Table 3 Current parameters for CT chest and abdomen at our institution

Alternative approaches to the use of whole-body PET/CT include routine CT or PET/CT limited to the area of interest, intercalated by periodic whole-body PET/CT, and whole-body PET followed by limited CT in areas of PET-positive lesions (albeit with some reduced sensitivity).

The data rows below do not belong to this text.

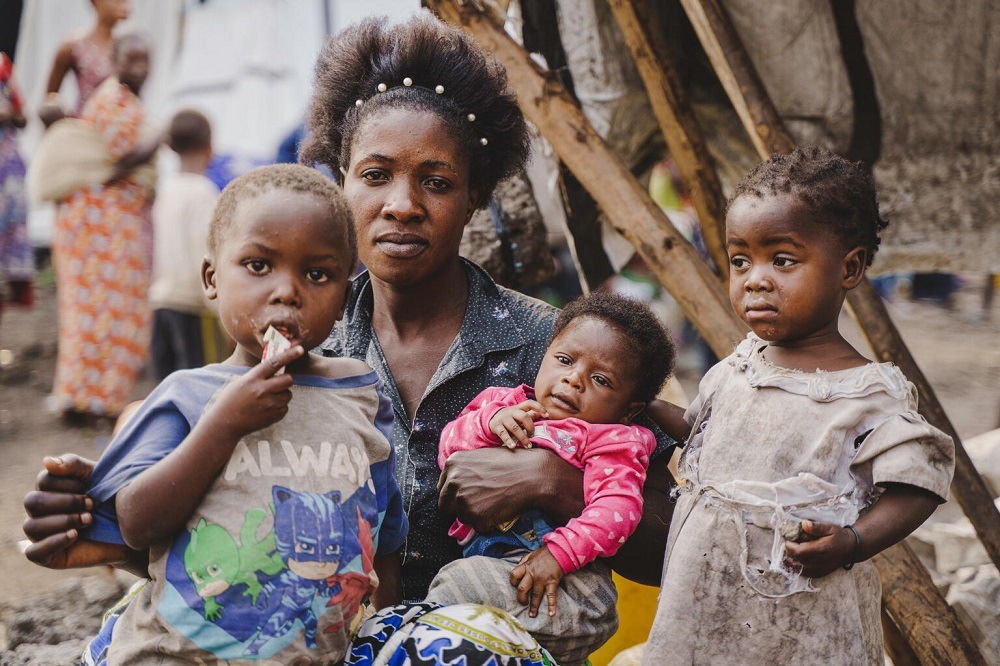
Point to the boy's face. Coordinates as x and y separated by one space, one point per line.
588 374
282 262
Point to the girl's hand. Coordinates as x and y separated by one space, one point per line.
515 425
537 574
256 399
832 549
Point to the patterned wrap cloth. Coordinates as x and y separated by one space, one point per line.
16 254
102 250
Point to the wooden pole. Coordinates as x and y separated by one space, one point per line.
677 123
930 626
763 124
628 206
910 595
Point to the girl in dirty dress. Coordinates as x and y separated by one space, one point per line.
804 459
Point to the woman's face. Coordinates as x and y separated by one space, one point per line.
408 186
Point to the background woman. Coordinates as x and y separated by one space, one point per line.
101 252
88 57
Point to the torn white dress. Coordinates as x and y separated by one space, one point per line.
770 447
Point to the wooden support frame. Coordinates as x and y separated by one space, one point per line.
679 127
906 584
627 205
761 120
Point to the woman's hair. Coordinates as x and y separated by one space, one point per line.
431 55
839 192
651 348
189 132
288 177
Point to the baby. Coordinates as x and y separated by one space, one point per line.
608 358
267 499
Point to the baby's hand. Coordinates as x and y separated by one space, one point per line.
258 398
516 424
536 574
832 549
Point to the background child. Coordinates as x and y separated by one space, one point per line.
608 358
181 213
804 458
267 501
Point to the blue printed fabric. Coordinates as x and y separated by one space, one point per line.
279 554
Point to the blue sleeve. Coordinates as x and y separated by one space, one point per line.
395 526
153 432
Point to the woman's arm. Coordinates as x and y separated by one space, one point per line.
901 509
390 583
58 509
51 110
670 418
138 156
487 487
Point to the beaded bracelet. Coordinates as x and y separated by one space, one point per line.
856 553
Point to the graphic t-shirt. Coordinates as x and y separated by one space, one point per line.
277 557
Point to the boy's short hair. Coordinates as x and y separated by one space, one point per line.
650 344
189 132
291 177
840 193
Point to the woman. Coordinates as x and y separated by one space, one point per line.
101 251
420 126
16 254
88 57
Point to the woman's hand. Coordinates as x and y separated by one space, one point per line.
833 548
487 487
57 510
515 425
537 575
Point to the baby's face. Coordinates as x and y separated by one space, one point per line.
282 263
588 373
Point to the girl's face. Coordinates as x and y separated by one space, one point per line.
588 373
788 274
283 263
408 186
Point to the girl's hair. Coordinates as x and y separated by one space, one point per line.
651 348
287 177
354 63
839 192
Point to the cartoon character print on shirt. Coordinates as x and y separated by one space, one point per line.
251 599
315 535
215 562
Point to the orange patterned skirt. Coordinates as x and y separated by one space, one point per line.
102 255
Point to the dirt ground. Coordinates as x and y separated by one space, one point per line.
958 349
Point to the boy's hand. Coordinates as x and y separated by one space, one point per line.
514 425
538 573
256 399
832 549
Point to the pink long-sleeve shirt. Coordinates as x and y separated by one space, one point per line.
613 458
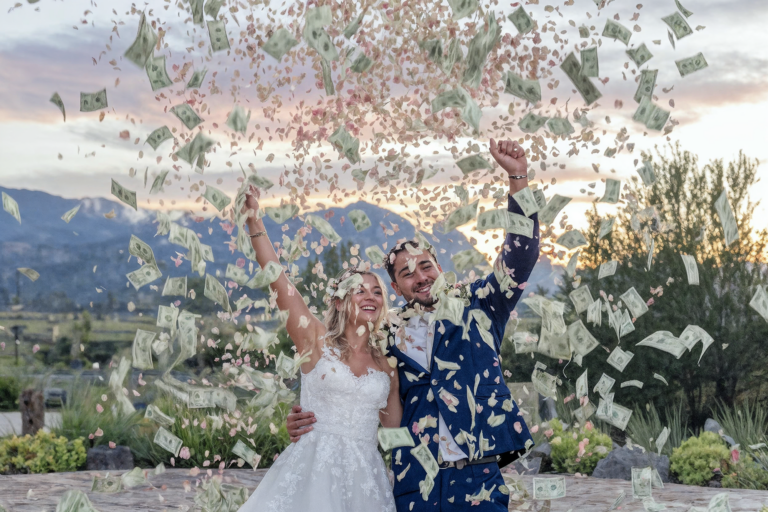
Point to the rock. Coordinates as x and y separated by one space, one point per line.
618 464
712 426
32 408
103 458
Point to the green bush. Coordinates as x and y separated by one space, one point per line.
697 457
565 448
43 453
10 389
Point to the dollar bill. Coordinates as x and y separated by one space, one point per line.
666 341
216 197
359 220
549 488
531 122
691 269
619 358
168 441
581 340
141 250
159 136
176 286
572 239
125 195
590 65
612 191
548 214
640 55
323 227
141 352
520 19
92 101
197 78
186 115
143 276
472 163
582 385
641 482
217 32
246 453
526 201
159 181
646 84
238 119
691 64
158 75
634 302
56 100
11 206
390 438
679 26
560 126
607 269
155 414
69 215
106 485
346 143
727 219
529 90
144 44
581 298
282 213
375 254
316 36
266 276
616 30
216 292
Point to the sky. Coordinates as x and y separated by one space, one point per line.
65 46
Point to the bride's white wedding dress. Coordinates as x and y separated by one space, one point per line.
336 467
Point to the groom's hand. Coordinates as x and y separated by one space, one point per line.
298 423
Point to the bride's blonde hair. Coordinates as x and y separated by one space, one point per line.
337 315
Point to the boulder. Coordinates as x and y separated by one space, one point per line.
102 458
619 463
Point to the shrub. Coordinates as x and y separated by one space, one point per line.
567 455
697 457
43 453
10 389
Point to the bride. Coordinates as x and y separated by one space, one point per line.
350 386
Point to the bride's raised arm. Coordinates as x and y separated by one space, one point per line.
303 327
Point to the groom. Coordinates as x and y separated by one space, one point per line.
451 383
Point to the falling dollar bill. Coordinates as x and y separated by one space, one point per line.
616 30
218 35
123 194
390 438
159 136
727 219
640 55
548 214
520 19
90 102
691 64
589 62
158 75
56 100
549 488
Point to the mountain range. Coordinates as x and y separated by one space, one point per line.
86 260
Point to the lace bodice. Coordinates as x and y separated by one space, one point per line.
343 403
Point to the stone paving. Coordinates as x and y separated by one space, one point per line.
168 493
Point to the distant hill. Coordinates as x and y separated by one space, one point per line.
65 254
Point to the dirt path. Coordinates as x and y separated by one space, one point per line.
584 494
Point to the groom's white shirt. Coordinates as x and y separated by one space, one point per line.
419 336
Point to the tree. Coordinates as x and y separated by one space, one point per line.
674 216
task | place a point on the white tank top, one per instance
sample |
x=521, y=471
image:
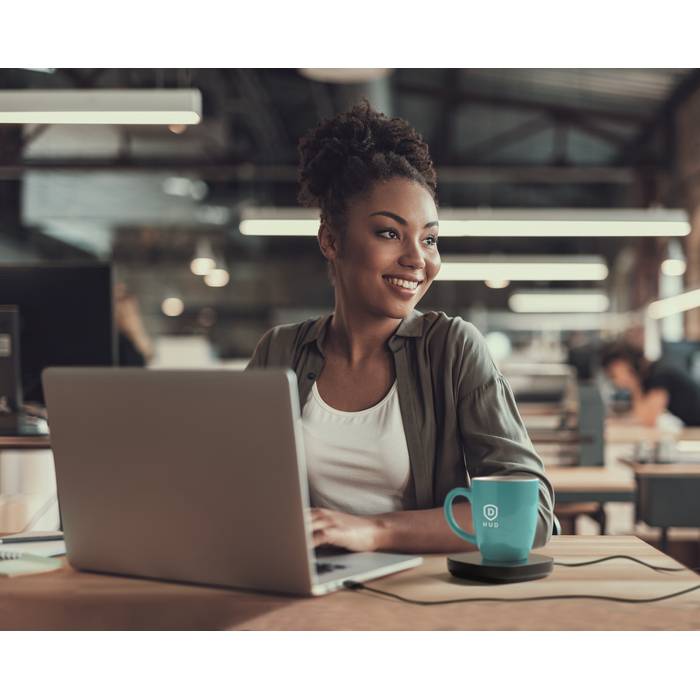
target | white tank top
x=357, y=461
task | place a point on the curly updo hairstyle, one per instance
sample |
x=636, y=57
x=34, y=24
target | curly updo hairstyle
x=346, y=155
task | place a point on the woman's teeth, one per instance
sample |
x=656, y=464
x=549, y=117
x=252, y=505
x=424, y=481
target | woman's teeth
x=402, y=283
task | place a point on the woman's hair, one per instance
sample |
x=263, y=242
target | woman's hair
x=346, y=154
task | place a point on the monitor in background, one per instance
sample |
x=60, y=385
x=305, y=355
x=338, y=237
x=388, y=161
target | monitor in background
x=65, y=317
x=684, y=354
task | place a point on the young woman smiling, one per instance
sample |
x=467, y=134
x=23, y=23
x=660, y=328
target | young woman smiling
x=398, y=406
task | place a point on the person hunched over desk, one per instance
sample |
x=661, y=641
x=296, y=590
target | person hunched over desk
x=654, y=386
x=393, y=401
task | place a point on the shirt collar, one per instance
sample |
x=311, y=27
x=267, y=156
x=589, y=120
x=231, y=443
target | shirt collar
x=410, y=327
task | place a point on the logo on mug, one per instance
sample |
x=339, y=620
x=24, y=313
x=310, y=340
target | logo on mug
x=490, y=512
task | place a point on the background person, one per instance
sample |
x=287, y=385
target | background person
x=653, y=386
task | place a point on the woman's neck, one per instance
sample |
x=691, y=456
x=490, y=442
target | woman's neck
x=358, y=338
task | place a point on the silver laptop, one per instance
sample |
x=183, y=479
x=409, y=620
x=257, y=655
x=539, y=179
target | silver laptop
x=191, y=475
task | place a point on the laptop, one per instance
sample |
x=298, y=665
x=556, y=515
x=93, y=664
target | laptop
x=191, y=475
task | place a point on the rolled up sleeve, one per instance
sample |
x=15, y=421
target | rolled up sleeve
x=496, y=443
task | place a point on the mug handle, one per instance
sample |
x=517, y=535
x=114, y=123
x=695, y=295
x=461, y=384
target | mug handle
x=449, y=516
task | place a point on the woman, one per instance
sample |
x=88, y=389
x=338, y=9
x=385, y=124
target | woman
x=397, y=405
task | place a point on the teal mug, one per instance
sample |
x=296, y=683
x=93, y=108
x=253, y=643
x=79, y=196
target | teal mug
x=504, y=513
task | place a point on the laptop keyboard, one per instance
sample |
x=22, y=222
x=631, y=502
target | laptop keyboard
x=326, y=567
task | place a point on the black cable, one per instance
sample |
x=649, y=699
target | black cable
x=357, y=586
x=626, y=556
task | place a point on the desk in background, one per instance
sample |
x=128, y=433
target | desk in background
x=73, y=600
x=668, y=495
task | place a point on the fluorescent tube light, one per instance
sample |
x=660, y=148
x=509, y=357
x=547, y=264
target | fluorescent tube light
x=514, y=268
x=279, y=227
x=569, y=301
x=218, y=277
x=531, y=223
x=176, y=106
x=673, y=267
x=172, y=306
x=674, y=305
x=540, y=228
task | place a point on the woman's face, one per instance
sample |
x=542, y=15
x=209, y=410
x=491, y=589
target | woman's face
x=387, y=257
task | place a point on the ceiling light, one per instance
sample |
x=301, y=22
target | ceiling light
x=688, y=446
x=674, y=305
x=345, y=75
x=172, y=306
x=531, y=223
x=203, y=261
x=217, y=278
x=570, y=301
x=279, y=227
x=578, y=223
x=133, y=106
x=673, y=268
x=546, y=268
x=674, y=265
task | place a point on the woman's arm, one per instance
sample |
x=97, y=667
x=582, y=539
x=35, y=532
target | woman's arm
x=409, y=531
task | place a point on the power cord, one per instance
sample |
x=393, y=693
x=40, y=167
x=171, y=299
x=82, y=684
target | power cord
x=357, y=586
x=626, y=556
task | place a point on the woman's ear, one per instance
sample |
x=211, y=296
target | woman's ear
x=328, y=242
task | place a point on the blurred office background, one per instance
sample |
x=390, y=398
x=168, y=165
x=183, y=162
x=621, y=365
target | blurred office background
x=165, y=203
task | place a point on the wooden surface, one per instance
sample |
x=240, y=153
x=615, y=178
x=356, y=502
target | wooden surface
x=38, y=442
x=599, y=484
x=623, y=432
x=666, y=470
x=71, y=600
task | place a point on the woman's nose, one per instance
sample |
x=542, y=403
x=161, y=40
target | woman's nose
x=413, y=256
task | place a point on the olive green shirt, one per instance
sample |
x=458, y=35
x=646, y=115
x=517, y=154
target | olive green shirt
x=458, y=410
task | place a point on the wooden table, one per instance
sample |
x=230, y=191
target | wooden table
x=67, y=599
x=668, y=495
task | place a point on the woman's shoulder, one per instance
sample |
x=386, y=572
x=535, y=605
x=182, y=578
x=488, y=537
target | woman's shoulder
x=278, y=345
x=452, y=341
x=439, y=327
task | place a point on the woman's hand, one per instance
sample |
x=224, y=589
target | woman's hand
x=354, y=532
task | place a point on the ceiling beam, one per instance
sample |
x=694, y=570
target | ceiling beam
x=248, y=172
x=634, y=150
x=507, y=102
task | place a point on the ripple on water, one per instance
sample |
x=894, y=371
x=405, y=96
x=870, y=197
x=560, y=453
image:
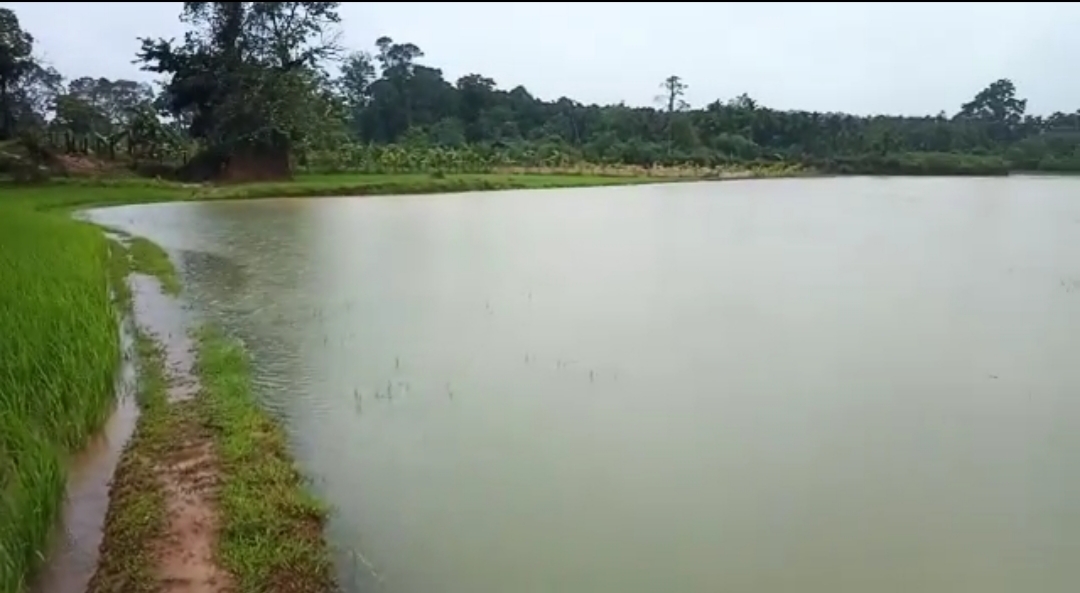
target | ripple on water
x=72, y=557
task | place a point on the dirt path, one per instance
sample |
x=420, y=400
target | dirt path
x=162, y=525
x=189, y=480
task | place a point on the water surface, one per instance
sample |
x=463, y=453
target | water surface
x=832, y=385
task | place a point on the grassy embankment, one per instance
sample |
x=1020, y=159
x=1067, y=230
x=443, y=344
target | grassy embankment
x=62, y=351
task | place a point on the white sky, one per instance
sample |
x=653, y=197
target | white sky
x=858, y=57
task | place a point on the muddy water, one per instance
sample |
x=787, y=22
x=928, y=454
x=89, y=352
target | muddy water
x=834, y=385
x=75, y=551
x=73, y=554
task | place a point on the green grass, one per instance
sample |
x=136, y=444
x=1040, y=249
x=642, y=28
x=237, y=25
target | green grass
x=271, y=531
x=58, y=353
x=136, y=515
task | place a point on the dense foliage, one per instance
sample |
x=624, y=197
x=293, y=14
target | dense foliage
x=265, y=85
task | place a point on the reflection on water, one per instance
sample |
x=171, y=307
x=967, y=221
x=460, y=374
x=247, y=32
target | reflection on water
x=832, y=385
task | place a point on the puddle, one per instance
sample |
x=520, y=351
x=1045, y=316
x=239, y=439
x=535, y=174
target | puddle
x=169, y=322
x=75, y=548
x=75, y=551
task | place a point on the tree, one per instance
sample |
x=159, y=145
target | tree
x=996, y=105
x=674, y=90
x=250, y=75
x=16, y=64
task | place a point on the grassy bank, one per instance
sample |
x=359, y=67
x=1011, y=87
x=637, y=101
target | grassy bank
x=136, y=514
x=79, y=192
x=271, y=533
x=57, y=361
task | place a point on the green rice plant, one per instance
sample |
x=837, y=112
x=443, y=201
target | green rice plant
x=58, y=353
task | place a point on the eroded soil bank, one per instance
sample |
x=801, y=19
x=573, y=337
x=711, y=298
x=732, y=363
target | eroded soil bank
x=205, y=497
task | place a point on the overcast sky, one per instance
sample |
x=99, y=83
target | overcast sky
x=858, y=57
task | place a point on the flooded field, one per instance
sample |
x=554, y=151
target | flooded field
x=829, y=385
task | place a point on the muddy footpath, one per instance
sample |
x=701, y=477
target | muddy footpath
x=159, y=358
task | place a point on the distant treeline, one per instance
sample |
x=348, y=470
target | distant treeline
x=281, y=106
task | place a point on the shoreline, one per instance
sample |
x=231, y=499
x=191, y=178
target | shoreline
x=51, y=206
x=205, y=494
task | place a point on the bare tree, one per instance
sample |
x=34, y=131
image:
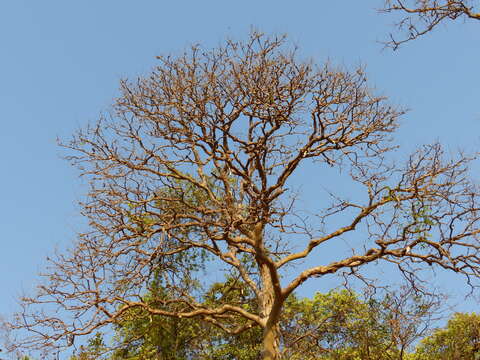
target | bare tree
x=421, y=16
x=193, y=170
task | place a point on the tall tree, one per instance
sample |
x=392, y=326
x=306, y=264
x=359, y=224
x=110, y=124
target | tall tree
x=419, y=17
x=234, y=126
x=337, y=325
x=459, y=339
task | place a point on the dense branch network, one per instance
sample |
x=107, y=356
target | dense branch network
x=419, y=17
x=191, y=175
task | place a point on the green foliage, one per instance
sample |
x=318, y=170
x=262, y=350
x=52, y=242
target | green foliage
x=338, y=325
x=458, y=340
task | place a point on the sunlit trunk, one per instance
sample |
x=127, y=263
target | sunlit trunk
x=271, y=341
x=271, y=309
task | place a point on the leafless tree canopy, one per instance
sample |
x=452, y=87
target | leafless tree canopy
x=421, y=16
x=192, y=171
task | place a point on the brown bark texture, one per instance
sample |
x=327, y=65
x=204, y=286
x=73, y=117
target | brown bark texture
x=193, y=197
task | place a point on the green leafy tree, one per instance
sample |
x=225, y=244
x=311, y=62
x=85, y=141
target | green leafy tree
x=192, y=182
x=338, y=325
x=458, y=340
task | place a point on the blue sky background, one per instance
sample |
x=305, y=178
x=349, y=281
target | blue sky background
x=61, y=62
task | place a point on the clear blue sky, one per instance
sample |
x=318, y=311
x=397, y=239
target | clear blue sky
x=61, y=61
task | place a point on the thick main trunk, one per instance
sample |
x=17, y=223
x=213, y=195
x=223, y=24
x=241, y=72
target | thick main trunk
x=271, y=342
x=271, y=310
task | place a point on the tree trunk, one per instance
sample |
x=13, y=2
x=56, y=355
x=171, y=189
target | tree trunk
x=271, y=340
x=271, y=310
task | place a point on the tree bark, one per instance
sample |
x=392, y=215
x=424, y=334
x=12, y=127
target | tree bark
x=271, y=309
x=271, y=341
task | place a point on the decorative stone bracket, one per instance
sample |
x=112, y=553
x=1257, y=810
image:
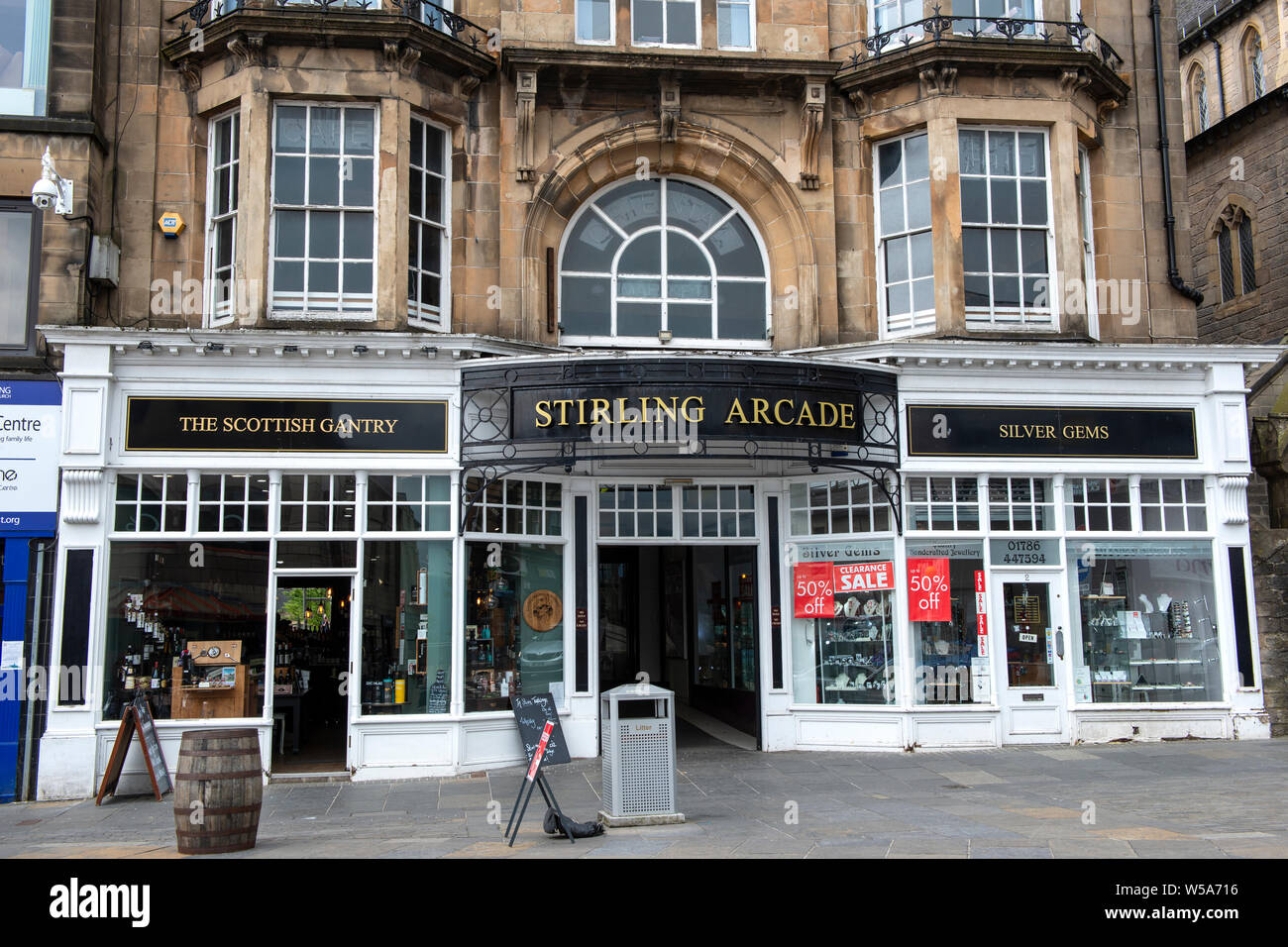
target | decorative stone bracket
x=669, y=108
x=81, y=496
x=526, y=120
x=811, y=133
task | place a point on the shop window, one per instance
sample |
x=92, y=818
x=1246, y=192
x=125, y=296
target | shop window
x=407, y=628
x=627, y=510
x=717, y=512
x=1145, y=617
x=408, y=504
x=595, y=21
x=987, y=12
x=1020, y=504
x=513, y=622
x=518, y=506
x=660, y=260
x=1235, y=253
x=232, y=502
x=665, y=22
x=735, y=24
x=945, y=625
x=151, y=502
x=318, y=502
x=888, y=16
x=1254, y=65
x=163, y=605
x=906, y=252
x=1096, y=504
x=837, y=506
x=323, y=213
x=222, y=226
x=846, y=656
x=24, y=56
x=429, y=254
x=941, y=502
x=20, y=243
x=1006, y=227
x=1172, y=505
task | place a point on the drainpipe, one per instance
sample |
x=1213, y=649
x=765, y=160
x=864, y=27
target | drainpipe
x=1220, y=75
x=1173, y=273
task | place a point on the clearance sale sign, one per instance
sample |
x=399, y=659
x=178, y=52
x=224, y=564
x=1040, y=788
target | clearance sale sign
x=819, y=582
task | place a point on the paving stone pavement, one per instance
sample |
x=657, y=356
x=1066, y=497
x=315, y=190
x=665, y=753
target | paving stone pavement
x=1184, y=799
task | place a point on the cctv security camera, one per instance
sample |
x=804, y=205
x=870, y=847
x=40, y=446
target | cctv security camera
x=44, y=193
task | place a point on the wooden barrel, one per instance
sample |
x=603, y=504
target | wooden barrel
x=222, y=771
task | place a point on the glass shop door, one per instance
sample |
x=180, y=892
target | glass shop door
x=1034, y=643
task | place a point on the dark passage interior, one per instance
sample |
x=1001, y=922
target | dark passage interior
x=686, y=616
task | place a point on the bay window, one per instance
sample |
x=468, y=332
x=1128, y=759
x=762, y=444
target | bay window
x=1006, y=228
x=323, y=213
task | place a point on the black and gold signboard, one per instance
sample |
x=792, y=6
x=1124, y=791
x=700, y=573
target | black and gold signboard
x=284, y=424
x=1005, y=431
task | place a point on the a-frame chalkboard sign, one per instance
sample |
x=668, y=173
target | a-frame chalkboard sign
x=545, y=746
x=137, y=716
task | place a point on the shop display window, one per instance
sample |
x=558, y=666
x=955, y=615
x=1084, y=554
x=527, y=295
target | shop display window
x=941, y=502
x=518, y=506
x=151, y=502
x=1019, y=504
x=408, y=504
x=187, y=626
x=232, y=502
x=1098, y=504
x=514, y=620
x=1146, y=616
x=848, y=657
x=1172, y=505
x=635, y=510
x=318, y=502
x=944, y=621
x=406, y=628
x=829, y=508
x=717, y=512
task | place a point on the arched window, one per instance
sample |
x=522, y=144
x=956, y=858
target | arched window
x=651, y=261
x=1253, y=65
x=1198, y=99
x=1235, y=253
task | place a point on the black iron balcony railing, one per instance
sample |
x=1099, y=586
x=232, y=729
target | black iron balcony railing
x=202, y=13
x=939, y=26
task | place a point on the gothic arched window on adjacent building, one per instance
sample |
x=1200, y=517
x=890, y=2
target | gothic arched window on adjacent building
x=1198, y=99
x=1253, y=65
x=651, y=261
x=1235, y=253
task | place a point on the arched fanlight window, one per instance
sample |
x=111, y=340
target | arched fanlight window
x=652, y=261
x=1198, y=97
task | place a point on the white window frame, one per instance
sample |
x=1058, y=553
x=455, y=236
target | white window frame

Whole-body PET/CT continues to be an important noninvasive diagnostic/staging modality for certain malignancies such as Hodgkin and non-Hodgkin lymphomas, and it is thought that alternative or more cautious approaches should be weighed against the unequivocal benefit provided. In order to reduce the radiation exposure from imaging studies in children with cancer we suggest the following guidelines:

  1. 1.

    Strict adherence to the ALARA principle. This may involve decreasing the CT tube (mA) current and avoidance of whole-body scans when only a limited scan is sufficient.

  2. 2.

    Use of pediatric protocols and, when possible, imaging at pediatric centers where radiologists and technicians are acutely aware of the need to reduce radiation exposure.

  3. 3.

    Establishment of formal guidelines for the interval, number, and frequency of PET/CT scans for each pediatric malignancy.

  4. 4.

    When appropriate, use of modalities such as MR or US to reduce radiation exposure.

  5. 5.

    Overall attention to the cumulative radiation exposure for each child.

Conclusion

The radiation exposure from serial PET/CT studies performed in pediatric malignancies can be considerable. The ALARA principle must be applied without sacrificing diagnostic information either by reducing CT tube current or by considering alternative diagnostic approaches such as limited CT scan length or non-radiating modalities like MR and US.

PET/CT continues to be an important noninvasive diagnostic, staging, and surveillance modality for certain pediatric malignancies. The decision to utilize PET/CT in children should be made on an individual basis with particular awareness to the cumulative radiation exposure and the overall benefit of the scan.